At the moment, I’m recovering from nearly a week of illness, my book sales are less than satisfactory, and my advertising efforts have been all but a total loss. My most recent book review sported a three star rating and called my writing “tedious” while challenging both the premise and the execution of the story. Needless to say, I’ve been struggling with my attitude and perspective.

The doorbell rang yesterday afternoon and my wife called me to the door. Our neighbor was returning a copy of From Out of Nowhere that I’d sent home with her husband. She’d come to purchase her own complete set of the books in the Chet series. She expressed how much she had enjoyed the novella, and I smiled and thanked her for her purchase as I autographed her books.
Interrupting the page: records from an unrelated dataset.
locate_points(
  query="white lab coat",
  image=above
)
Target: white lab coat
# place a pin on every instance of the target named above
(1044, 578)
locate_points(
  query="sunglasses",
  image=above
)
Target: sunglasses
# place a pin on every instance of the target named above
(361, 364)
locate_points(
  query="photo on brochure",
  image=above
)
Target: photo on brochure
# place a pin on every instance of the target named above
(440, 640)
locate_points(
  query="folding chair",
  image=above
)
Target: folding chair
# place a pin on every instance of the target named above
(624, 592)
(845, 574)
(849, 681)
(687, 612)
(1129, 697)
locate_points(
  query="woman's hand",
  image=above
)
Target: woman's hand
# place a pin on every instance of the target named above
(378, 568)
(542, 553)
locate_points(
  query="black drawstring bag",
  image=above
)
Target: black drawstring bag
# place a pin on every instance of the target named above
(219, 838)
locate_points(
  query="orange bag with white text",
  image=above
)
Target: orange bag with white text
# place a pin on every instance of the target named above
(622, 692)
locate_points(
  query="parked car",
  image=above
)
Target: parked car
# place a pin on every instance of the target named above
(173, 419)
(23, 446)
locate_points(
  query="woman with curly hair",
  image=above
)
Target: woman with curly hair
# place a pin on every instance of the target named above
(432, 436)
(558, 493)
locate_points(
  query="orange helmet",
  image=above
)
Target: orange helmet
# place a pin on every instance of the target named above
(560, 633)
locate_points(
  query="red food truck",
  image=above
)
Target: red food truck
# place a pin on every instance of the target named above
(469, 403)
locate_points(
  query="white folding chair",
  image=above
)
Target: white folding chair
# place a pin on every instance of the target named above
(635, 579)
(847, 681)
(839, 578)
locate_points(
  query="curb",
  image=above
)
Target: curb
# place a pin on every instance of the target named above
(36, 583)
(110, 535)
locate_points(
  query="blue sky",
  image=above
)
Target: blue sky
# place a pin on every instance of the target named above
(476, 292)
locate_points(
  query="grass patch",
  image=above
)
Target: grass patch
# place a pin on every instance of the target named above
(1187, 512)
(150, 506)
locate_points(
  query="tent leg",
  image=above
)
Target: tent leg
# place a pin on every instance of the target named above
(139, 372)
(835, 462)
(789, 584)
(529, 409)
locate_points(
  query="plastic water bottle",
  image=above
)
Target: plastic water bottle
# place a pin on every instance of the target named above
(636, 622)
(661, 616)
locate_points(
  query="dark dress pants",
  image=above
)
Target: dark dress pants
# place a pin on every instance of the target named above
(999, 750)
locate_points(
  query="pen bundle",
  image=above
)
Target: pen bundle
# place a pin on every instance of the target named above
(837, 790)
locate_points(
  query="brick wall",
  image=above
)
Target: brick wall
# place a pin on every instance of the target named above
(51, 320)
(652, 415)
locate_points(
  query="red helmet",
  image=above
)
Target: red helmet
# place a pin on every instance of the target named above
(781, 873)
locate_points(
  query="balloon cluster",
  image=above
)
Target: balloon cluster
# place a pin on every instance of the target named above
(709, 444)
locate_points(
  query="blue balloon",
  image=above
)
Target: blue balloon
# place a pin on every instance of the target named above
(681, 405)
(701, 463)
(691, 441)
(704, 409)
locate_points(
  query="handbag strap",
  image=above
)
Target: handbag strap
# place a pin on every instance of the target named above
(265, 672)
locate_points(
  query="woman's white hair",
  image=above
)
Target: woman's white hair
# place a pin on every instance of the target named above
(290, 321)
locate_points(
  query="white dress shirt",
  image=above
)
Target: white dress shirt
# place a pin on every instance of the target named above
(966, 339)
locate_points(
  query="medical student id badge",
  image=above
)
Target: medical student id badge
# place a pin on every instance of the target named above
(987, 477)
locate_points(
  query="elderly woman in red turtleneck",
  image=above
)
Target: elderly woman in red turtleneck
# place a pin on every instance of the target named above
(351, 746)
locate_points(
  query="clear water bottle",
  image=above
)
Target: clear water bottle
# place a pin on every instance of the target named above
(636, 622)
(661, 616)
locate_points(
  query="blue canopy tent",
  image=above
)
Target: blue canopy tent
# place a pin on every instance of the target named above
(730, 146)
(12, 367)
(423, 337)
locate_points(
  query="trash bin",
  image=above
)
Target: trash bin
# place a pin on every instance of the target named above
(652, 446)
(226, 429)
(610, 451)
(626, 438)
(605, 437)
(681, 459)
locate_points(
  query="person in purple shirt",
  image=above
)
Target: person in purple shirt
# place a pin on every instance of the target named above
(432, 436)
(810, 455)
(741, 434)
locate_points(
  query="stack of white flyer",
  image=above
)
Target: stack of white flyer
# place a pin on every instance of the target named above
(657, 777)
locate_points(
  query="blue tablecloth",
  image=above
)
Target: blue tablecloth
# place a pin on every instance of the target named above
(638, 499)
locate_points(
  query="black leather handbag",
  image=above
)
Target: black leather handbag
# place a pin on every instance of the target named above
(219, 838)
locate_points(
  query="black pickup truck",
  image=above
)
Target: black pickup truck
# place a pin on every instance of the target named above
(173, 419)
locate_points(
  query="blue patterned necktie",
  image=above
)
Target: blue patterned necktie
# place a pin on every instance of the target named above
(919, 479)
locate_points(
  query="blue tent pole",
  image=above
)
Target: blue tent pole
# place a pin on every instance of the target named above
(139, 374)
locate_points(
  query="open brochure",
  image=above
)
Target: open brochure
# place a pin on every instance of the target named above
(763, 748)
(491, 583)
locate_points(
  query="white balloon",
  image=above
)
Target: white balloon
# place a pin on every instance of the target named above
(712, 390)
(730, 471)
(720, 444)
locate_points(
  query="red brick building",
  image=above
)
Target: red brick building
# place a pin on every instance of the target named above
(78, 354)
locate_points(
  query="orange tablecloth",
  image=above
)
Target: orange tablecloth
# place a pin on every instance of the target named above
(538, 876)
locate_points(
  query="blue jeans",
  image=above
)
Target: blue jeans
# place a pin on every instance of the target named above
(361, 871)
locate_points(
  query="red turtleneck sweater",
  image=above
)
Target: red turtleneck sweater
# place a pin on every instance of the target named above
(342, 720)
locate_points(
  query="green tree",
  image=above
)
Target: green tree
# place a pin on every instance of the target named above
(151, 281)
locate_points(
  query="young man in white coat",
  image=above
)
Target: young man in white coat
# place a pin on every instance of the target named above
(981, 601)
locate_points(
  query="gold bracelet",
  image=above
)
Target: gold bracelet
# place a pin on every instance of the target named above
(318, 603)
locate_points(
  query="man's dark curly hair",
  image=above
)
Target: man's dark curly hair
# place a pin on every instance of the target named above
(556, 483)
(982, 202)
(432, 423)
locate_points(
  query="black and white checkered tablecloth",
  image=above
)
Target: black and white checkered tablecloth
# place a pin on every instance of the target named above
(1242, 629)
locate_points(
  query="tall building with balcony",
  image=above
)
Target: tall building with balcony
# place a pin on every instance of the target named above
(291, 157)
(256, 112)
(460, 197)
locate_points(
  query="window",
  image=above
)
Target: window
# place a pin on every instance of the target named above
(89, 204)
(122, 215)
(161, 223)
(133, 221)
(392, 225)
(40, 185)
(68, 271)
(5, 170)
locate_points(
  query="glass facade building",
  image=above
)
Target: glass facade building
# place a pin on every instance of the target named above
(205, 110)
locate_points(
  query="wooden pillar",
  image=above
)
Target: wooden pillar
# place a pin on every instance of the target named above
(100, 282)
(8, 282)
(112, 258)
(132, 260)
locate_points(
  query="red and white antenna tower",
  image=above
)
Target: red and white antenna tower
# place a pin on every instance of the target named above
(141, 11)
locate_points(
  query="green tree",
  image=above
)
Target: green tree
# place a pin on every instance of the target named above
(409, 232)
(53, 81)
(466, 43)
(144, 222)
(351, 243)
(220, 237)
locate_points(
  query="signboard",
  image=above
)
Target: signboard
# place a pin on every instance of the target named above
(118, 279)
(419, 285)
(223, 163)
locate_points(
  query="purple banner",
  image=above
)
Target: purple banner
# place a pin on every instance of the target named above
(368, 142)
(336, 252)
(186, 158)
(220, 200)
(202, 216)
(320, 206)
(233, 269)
As she left our home, she turned back to my wife and me and said she’d put a note in with the copy I’d loaned her.

As I read her comments, one in particular stood out to me. She said, “The telling of Jason’s passing, with his Grandfather there to assist and guide him, is both heart-wrenching and uplifting. It is a comforting gift to your readers, especially to me.”

Of necessity, writing is a business. Selling my published works is the only way I have to provide a living for my family and to recover the investment I’ve made to produce my books. That being said, the real motivation for what I do is the hope that what I write will be read, and that in some way what I have written will have a positive effect in the life of my readers.

Yesterday, when it was least expected but so desperately needed, I was given a gift. It was a much needed miracle, a tender mercy from a loving heavenly Father, delivered by one of his mortal angels. I’m grateful … thanks Lenea.